Paiements courants et mouvements de capitaux (titre III).

L’accord prévoit l’autorisation de tous les paiements courants, sans restriction, et la libre circulation des capitaux, sans préjudice des mesures de sauvegarde strictement nécessaires lorsque ces mouvements causent ou menacent de causer de graves difficultés dans le fonctionnement de la politique monétaire ou de la politique de change d’un ou plusieurs États parties. Dans ce cas, le conseil conjoint CARIFORUM – UE en est immédiatement informé.

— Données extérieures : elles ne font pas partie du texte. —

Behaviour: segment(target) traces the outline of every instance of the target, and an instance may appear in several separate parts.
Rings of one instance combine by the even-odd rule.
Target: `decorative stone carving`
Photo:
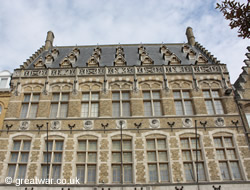
[[[217,127],[224,127],[225,126],[225,120],[223,117],[215,118],[214,123],[215,123],[215,126],[217,126]]]
[[[193,121],[191,118],[182,119],[183,127],[193,127]]]
[[[83,121],[83,128],[86,130],[93,129],[94,121],[93,120],[84,120]]]
[[[60,130],[61,129],[61,121],[51,121],[50,129],[52,130]]]
[[[159,128],[160,127],[160,120],[159,119],[149,119],[150,128]]]
[[[27,129],[29,129],[29,126],[30,126],[30,121],[20,121],[19,129],[20,130],[27,130]]]
[[[121,129],[121,127],[122,129],[127,128],[127,120],[120,119],[120,120],[116,120],[115,123],[116,123],[117,129]]]

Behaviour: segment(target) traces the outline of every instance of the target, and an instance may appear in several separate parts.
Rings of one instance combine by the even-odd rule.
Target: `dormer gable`
[[[39,58],[38,61],[34,64],[34,68],[36,69],[43,69],[46,68],[46,65],[44,64],[43,58]]]

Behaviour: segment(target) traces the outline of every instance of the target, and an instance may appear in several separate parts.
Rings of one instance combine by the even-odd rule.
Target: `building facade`
[[[227,67],[192,28],[186,35],[179,44],[54,47],[48,32],[12,76],[0,189],[249,189]]]

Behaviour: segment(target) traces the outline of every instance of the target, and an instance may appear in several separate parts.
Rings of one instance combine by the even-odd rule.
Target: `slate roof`
[[[138,48],[140,46],[145,47],[145,50],[149,57],[154,61],[154,65],[167,65],[167,61],[164,60],[163,55],[160,52],[160,47],[163,44],[117,44],[117,45],[98,45],[101,48],[99,67],[103,66],[114,66],[114,60],[116,55],[116,48],[122,47],[124,52],[124,57],[126,60],[126,66],[140,66],[140,54],[138,52]],[[188,59],[187,53],[182,51],[182,47],[184,45],[188,46],[189,49],[192,49],[196,53],[196,58],[199,54],[202,54],[206,59],[208,59],[208,64],[215,64],[211,57],[209,57],[204,48],[198,44],[198,46],[191,47],[189,44],[164,44],[172,53],[174,53],[178,59],[181,61],[181,64],[194,64],[196,59]],[[72,64],[72,67],[87,67],[87,61],[91,57],[96,48],[96,45],[93,46],[57,46],[56,48],[59,51],[59,55],[53,61],[52,64],[46,64],[47,68],[60,68],[60,63],[63,61],[65,57],[67,57],[74,48],[78,48],[80,50],[80,54],[77,58],[77,61]],[[201,48],[202,47],[202,48]],[[27,65],[25,69],[34,69],[34,63],[36,63],[39,59],[45,60],[45,57],[51,53],[49,51],[42,51],[34,60],[32,60],[31,64]],[[217,62],[218,63],[218,62]]]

Questions liées au commerce (titre IV).

Les parties s’engagent à élaborer, dans un délai de cinq ans à compter de l’entrée en vigueur de l’accord, des législations propres à assurer une concurrence libre et non faussée. Conformément à l’accord sur les aspects des droits de propriété intellectuelle qui touchent au commerce (ADPIC) de l’OMC, les parties s’engagent à coopérer en vue d’harmoniser le niveau de protection de la propriété intellectuelle (droits d’auteur, dessins et modèles, brevets, protection des espèces végétales, indications géographiques, marques) entre leurs régions respectives, sans nuire aux transferts internationaux de technologie. Des conditions dérogatoires sont prévues pour les pays moins avancés.

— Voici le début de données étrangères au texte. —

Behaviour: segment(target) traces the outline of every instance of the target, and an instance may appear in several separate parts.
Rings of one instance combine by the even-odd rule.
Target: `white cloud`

En vue de promouvoir une pratique transparente et compétitive des marchés publics, les parties s’octroient mutuellement un traitement non moins favorable que celui qu’elles réservent à leurs fournisseurs nationaux.

Les parties réaffirment leur engagement en faveur des normes fondamentales du travail prévues par les conventions applicables de l’OIT et s’engagent à protéger les données à caractère personnel.

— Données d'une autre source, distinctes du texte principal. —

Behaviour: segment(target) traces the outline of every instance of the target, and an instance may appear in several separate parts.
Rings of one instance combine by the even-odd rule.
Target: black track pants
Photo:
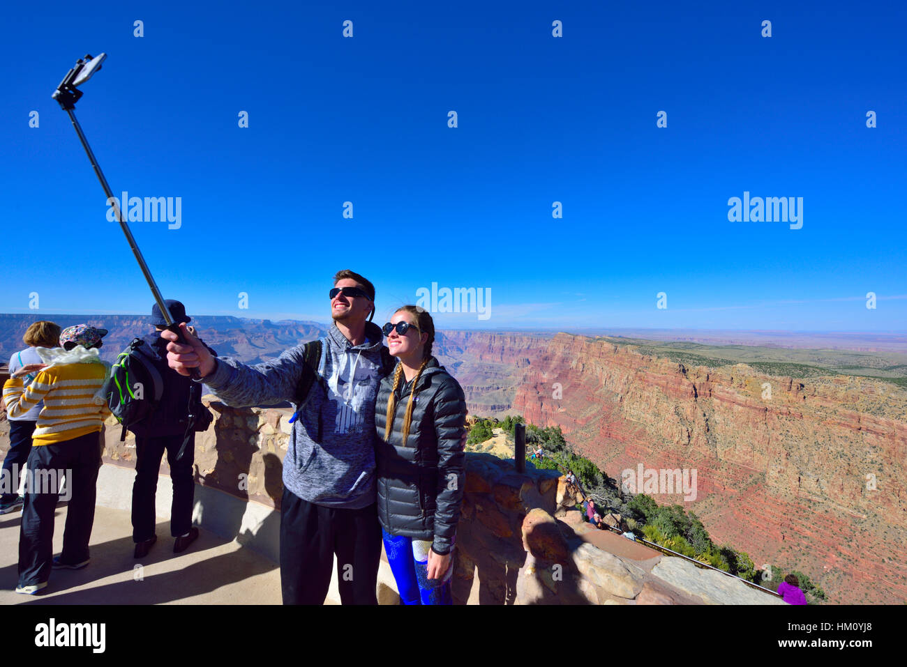
[[[325,508],[284,488],[280,506],[280,587],[284,604],[323,604],[337,556],[340,602],[377,604],[381,526],[374,503]]]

Tous ces domaines feront l’objet d’une coopération entre l’Union européenne et les États du CARIFORUM, en vue de soutenir la mise en œuvre des engagements et obligations stipulés par l’accord.

Les dispositions relatives à la concertation, à la médiation et à l’arbitrage font l’objet de la partie III.

Telles sont les principales observations qu’appelle l’accord de partenariat économique entre la Communauté européenne et ses États membres, d’une part, et les États du CARIFORUM, d’autre part (ensemble sept annexes, trois protocoles et dix déclarations communes) qui, comportant des dispositions de nature législative, est soumis au Parlement en vertu de l’article 53 de la Constitution.


PROJET DE LOI

Le Premier ministre,

Sur le rapport du ministre d’État, ministre des affaires étrangères et européennes,

Vu l’article 39 de la Constitution,

Décrète :

Le présent projet de loi autorisant la ratification de l'accord de partenariat économique entre la Communauté européenne et ses États membres, d’une part, et les États du CARIFORUM, d’autre part, délibéré en conseil des ministres après avis du Conseil d’État, sera présenté à l’Assemblée nationale par le ministre d’État, ministre des affaires étrangères et européennes, qui sera chargé d’en exposer les motifs et d’en soutenir la discussion.

Article unique

Est autorisée la ratification de l'accord de partenariat économique entre la Communauté européenne et ses États membres, d’une part, et les États du CARIFORUM, d’autre part, (ensemble sept annexes, trois protocoles et dix déclarations communes), signé à Bridgetown (la Barbade), le 15 octobre 2008, et dont le texte est annexé à la présente loi.

Fait à Paris, le 14 décembre 2011.

Signé : François FILLON

Par le Premier ministre :
Le ministre d’État, ministre des affaires
étrangères et européennes


Signé :
Alain JUPPÉ

1 () Accord général sur les tarifs douaniers et le commerce (1994).